Example code
Here is a bare-bones compute shader to illustrate my question
layout(local_size_x = 64) in;
// Persistent LIFO structure with a count of elements
layout(std430, binding = 0) restrict buffer SMyBuffer
{
int count;
float data[];
} MyBuffer;
bool AddDataElement(uint i);
float ComputeDataElement(uint i);
void main()
{
for (uint i = gl_GlobalInvocationID.x; i < some_end_condition; i += gl_WorkGroupSize.x)
{
if (AddDataElement(i))
{
// We want to store this data piece in the next available free space
uint dataIndex = atomicAdd(MyBuffer.count, 1);
// [1] memoryBarrierBuffer() ?
MyBuffer.data[dataIndex] = ComputeDataElement(i);
}
}
}
Explanation
SMyBuffer
is a stack of elements (data[]
) with a count
of the current number of elements. When a certain condition is met, the compute shader increments the count atomically. This operation returns the previous index which is used to index data[]
to store the new element. This guarantees that no two shader invocations overwrite each other's elements.
Another compute shader eventually pops values from this stack and uses them. glMemoryBarrier(GL_SHADER_STORAGE_BARRIER_BIT)

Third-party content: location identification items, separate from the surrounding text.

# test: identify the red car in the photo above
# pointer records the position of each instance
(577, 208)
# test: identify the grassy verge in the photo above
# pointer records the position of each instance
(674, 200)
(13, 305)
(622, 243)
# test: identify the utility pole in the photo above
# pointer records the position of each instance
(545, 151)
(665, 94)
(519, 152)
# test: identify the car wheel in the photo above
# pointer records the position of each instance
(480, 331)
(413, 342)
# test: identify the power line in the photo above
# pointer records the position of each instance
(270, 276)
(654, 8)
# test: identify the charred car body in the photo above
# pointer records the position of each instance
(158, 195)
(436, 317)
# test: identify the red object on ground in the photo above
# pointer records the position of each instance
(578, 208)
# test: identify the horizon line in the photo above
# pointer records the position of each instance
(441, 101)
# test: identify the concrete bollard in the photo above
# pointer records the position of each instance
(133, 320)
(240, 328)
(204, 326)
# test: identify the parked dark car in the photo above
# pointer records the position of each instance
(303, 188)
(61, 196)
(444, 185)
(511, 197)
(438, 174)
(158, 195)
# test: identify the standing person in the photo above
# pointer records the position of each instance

is of course required between the two compute shader dispatches.
Question
All this works fine but I'm wondering if I'm just being lucky with timings and I want to validate my usage of the API.
So, is anything else required to make sure that the counter stored in the SSBO works (see 1)? I'm expecting atomicAdd()
takes care of the memory synchronization because otherwise it makes little sense. What would be the point of an atomic operation whose effect is only visible in a single thread?
Regarding memory barriers, the OpenGL wiki states:
Note that atomic counters are different functionally from atomic image/buffer variable operations. The latter still need coherent qualifiers, barriers, and the like.
which leaves me wondering whether there's something I haven't understood properly and a memoryBarrierBuffer()
is actually required. But then if that is the case, what's to stop 2 threads from performing atomicAdd()
before one of them gets to the subsequent memoryBarrierBuffer()
?
Also, does the answer change whether glDispatchCompute()
dispatches a single workgroup or more?